Nun aber: "Live up your spirit!- zeigt eure Kunst!“ Laris Gec macht’s tänzelnd vor, schwingt mit elastischen Trippelschritten graziös die Hüften. "One two three four five and six and seven ­ Drehung und back“. Nun der Nachwuchs. Laris kritisiert, lächelt verschmitzt, motiviert auf deutsch oder englisch. Nach "Trockenübungen” dann mit Musik zum Salsa- und Latino-Sound. Zunächst wird in großen, dann in kleinen Gruppen getanzt und formiert - Improvisationen erwünscht.

Jetzt einzeln. "Brigitte! - ah, Brischiiit, you are French?“, dann Nana, Denise, Natalie. "Denise don’t be shy, it’s nothing to loose! - nicht so schüchtern, Du hast nix zu verlieren“, macht er Mut.
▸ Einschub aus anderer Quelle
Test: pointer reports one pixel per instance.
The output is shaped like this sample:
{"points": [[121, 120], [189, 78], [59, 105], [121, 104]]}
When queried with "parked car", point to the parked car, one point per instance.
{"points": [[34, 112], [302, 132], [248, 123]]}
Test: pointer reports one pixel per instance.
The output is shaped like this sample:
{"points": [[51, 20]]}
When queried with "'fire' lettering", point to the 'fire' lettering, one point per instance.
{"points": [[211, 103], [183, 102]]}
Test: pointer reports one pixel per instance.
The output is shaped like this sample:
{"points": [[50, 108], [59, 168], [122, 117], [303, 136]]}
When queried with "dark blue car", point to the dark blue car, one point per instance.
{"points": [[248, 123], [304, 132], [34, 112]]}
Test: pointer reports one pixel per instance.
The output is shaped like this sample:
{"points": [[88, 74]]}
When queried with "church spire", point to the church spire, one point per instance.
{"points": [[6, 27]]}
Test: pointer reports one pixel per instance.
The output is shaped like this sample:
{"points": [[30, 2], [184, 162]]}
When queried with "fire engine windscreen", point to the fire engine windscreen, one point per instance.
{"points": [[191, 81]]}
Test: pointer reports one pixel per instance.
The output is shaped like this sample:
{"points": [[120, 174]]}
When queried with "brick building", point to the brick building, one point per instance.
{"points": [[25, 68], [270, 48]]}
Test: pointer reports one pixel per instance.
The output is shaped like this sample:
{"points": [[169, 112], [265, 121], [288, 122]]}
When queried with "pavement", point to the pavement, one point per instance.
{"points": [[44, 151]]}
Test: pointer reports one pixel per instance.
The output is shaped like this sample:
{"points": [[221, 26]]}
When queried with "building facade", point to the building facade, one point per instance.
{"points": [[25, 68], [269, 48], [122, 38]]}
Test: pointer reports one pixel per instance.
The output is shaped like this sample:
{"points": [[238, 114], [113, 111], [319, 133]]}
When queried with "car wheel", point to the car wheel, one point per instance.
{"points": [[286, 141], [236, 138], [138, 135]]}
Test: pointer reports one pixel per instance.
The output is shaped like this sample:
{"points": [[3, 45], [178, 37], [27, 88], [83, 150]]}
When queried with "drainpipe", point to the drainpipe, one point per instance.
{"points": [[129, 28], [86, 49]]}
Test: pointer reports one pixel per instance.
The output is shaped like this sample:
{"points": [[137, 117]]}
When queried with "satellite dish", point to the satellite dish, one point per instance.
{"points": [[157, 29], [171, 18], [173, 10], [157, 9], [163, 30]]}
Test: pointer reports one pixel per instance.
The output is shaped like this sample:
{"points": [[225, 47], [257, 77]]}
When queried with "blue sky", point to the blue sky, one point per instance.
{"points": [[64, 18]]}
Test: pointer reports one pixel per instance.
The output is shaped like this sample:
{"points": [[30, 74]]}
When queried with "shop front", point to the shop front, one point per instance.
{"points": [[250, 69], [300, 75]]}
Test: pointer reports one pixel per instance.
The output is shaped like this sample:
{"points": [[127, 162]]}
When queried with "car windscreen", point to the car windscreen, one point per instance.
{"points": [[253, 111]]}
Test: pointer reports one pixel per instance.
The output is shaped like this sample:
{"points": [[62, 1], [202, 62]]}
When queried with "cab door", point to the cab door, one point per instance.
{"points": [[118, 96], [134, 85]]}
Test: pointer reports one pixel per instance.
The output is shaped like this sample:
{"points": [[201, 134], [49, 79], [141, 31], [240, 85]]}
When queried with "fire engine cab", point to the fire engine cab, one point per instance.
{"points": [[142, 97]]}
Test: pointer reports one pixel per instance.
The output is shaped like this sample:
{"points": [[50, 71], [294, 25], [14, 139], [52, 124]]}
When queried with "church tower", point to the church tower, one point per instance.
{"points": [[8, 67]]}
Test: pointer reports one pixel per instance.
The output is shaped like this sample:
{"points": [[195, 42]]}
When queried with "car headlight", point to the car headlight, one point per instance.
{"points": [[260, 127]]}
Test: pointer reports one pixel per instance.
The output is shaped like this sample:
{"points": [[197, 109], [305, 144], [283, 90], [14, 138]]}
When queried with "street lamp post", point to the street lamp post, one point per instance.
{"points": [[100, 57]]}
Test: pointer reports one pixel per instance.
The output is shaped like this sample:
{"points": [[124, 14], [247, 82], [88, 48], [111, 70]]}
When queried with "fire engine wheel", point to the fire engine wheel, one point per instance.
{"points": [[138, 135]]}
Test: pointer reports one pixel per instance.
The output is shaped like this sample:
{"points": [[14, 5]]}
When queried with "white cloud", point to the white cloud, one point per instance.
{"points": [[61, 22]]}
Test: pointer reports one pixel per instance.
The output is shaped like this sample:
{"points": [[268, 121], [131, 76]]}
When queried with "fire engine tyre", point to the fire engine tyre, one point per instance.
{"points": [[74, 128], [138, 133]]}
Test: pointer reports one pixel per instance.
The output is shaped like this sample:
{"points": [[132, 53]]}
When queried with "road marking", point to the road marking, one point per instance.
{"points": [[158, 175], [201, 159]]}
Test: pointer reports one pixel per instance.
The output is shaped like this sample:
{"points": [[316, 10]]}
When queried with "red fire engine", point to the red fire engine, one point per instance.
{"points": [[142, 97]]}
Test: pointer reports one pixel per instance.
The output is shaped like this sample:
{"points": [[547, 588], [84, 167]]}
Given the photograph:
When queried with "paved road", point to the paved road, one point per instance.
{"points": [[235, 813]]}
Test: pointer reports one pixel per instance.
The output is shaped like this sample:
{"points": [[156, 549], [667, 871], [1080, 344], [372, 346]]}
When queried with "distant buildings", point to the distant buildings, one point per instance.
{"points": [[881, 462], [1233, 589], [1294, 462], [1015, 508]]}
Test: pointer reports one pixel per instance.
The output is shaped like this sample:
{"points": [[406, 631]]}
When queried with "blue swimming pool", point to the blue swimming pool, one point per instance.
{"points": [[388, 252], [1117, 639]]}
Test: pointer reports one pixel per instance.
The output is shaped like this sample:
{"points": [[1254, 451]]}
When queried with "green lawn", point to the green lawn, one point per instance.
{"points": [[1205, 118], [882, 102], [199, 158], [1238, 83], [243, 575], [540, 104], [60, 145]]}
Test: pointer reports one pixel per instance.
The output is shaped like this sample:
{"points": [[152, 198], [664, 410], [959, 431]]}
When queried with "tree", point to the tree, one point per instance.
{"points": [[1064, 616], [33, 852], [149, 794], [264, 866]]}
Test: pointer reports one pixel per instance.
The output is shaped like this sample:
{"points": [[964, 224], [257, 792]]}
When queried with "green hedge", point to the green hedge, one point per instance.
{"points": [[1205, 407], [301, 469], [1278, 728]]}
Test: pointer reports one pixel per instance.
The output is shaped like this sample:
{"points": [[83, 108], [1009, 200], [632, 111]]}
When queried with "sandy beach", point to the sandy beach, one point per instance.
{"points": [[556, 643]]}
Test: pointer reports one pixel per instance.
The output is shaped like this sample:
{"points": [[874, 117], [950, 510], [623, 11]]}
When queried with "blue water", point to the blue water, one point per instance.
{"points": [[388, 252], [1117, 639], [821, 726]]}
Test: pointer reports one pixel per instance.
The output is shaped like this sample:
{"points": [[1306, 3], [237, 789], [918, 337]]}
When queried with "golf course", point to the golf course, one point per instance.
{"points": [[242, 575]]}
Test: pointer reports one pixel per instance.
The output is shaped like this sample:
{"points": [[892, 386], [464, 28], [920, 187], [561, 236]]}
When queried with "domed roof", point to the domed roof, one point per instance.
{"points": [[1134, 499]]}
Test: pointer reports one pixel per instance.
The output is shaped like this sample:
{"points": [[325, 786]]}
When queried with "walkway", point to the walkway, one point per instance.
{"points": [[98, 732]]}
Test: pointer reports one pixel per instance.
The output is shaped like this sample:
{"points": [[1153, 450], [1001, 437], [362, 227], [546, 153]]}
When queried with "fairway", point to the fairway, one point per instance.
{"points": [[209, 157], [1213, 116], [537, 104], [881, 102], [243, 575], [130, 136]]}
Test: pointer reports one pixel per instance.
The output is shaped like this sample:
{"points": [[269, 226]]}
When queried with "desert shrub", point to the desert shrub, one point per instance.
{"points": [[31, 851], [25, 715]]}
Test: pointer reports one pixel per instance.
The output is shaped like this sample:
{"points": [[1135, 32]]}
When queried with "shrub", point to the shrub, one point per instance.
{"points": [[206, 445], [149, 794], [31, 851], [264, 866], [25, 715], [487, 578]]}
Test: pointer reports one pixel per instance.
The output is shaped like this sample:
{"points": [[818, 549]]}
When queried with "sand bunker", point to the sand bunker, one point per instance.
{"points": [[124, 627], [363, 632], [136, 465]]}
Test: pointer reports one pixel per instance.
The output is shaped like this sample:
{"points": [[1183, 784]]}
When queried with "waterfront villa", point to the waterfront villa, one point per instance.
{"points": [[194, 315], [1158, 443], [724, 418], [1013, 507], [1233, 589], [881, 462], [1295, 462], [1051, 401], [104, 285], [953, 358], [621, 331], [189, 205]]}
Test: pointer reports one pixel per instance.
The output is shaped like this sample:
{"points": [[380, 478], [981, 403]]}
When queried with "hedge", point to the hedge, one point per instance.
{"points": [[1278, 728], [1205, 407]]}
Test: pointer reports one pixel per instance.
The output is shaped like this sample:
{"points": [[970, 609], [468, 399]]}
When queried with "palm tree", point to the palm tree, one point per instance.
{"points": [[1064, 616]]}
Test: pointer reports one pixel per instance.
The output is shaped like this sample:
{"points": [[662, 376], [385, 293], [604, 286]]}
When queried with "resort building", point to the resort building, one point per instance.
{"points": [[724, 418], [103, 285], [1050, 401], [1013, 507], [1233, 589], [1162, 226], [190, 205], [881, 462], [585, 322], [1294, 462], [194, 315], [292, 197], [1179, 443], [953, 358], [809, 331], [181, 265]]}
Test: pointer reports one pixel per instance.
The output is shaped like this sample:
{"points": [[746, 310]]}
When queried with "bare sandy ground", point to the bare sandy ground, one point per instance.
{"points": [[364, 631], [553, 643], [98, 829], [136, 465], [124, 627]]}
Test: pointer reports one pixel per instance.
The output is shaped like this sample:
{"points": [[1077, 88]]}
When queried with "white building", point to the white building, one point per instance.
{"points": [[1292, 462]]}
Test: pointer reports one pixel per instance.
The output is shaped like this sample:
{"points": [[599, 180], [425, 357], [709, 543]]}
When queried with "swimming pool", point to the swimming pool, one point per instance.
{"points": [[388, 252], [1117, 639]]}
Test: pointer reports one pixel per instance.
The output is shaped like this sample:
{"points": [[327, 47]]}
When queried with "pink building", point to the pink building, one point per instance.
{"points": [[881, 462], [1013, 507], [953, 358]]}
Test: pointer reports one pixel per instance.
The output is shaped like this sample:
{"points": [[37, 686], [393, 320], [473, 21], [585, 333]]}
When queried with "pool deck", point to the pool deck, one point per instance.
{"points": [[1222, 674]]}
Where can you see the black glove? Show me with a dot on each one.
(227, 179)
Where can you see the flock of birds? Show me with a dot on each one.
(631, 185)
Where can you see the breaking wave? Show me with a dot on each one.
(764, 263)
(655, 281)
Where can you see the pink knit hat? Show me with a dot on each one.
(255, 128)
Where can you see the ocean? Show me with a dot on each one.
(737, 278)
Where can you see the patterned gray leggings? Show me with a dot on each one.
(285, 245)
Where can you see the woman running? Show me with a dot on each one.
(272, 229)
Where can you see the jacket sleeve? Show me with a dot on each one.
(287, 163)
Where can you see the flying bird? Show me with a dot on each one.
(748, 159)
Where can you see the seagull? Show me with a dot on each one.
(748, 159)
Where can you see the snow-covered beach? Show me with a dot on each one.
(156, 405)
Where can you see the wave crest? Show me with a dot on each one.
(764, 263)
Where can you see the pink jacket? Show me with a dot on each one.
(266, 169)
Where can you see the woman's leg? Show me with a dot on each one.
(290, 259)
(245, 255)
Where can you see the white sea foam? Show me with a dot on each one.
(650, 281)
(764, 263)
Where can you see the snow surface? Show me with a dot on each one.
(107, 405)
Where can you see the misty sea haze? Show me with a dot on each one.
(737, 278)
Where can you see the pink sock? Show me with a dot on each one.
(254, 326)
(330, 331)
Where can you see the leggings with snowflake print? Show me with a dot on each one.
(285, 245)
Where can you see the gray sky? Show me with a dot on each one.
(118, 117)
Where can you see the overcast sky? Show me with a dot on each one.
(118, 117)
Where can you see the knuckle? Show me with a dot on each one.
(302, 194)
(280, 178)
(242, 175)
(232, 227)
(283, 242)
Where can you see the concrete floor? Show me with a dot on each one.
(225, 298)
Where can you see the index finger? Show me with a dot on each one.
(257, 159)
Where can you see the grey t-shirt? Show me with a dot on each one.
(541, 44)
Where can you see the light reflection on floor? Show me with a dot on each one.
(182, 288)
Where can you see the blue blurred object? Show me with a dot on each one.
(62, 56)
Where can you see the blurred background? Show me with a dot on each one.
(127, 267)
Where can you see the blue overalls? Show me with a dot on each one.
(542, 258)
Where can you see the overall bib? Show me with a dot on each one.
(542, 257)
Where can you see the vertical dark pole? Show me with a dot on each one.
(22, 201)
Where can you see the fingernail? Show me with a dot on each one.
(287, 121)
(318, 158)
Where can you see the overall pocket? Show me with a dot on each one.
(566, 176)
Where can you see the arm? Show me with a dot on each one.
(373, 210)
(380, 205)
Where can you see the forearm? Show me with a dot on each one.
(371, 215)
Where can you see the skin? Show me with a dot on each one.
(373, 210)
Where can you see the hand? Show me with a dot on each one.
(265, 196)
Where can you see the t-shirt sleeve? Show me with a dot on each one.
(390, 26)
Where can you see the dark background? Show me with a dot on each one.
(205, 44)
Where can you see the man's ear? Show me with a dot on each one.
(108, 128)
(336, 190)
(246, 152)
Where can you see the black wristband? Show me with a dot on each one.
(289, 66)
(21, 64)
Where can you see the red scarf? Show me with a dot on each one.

Bei den Männern sieht’s akrobatischer aus, sie springen, grätschen, lassen sich fallen. "Klaus control your body!“ ruft der Choreograph dem Dänen zu, dessen darstellerisches Talent so richtig erst beim späteren Vorsingen erkennbar wird. "Move, move, move!“, ruft Laris mit verdrehten Augen.

Nach etwa zwei Stunden Tanzen wie am Schnürchen sind die Karten neu gemischt. "Es reicht mir noch nicht, schön brav weiter machen!“, damit werden fünf junge Damen aussortiert. Darunter die mollige Samira, die das " nicht so schlimm“ findet, "ist halt ne schöne Tanzstunde“, sie arbeitet derzeit in einem Musical.

Nach zwei weiteren Stunden ab in den zweiten Stock zum Vorsingen mit Klavierbegleitung. Nach gemeinsamen Übungen, muss Stimmlage, Harmonie, Stil und Intonation einzeln bewiesen werden ­ mit unterschiedlichen Songs im Gepäck. Musikalischer Leiter Richard Kula hört aufmerksam zu, unterbricht, um begleitend Tonlagen zu probieren. Sein besonderes Augenmerk gilt der Fähigkeit differenzieren zu können, häufig bittet er um die Kopfstimme. Lily kommt aus Argentinien mit Berliner Freund ­ ob der sie wohl auf dem Klavier begleiten darf? "Kein Problem“, sagt Kula, und nach "I’m Lost in Yesterday“ findet er, dass "sie mit ihrer Stimme arbeiten und etwas entwickeln“ kann. Charisma und Glamour hat sie auch.

Acht Darsteller haben vor fünf strengen Augen- und Ohrenpaaren der Juroren bestanden, sind also im Netz gelandet, darunter auch die drei "Call-backs“. Allen winkt ein Vertrag, der von der Reederei ausgestellt wird. Nach diesem "Seiltanz“ wird entschieden, wer auf welche Bühne passt - das gläserne Theatrium der Diva ist die größte und anspruchsvollste. Dann der Feinschliff mit sieben Wochen Disziplin für’s Showeinspiel ­ und ab in die Welt, aber bitte mit dem "göttlichen“ Lächeln.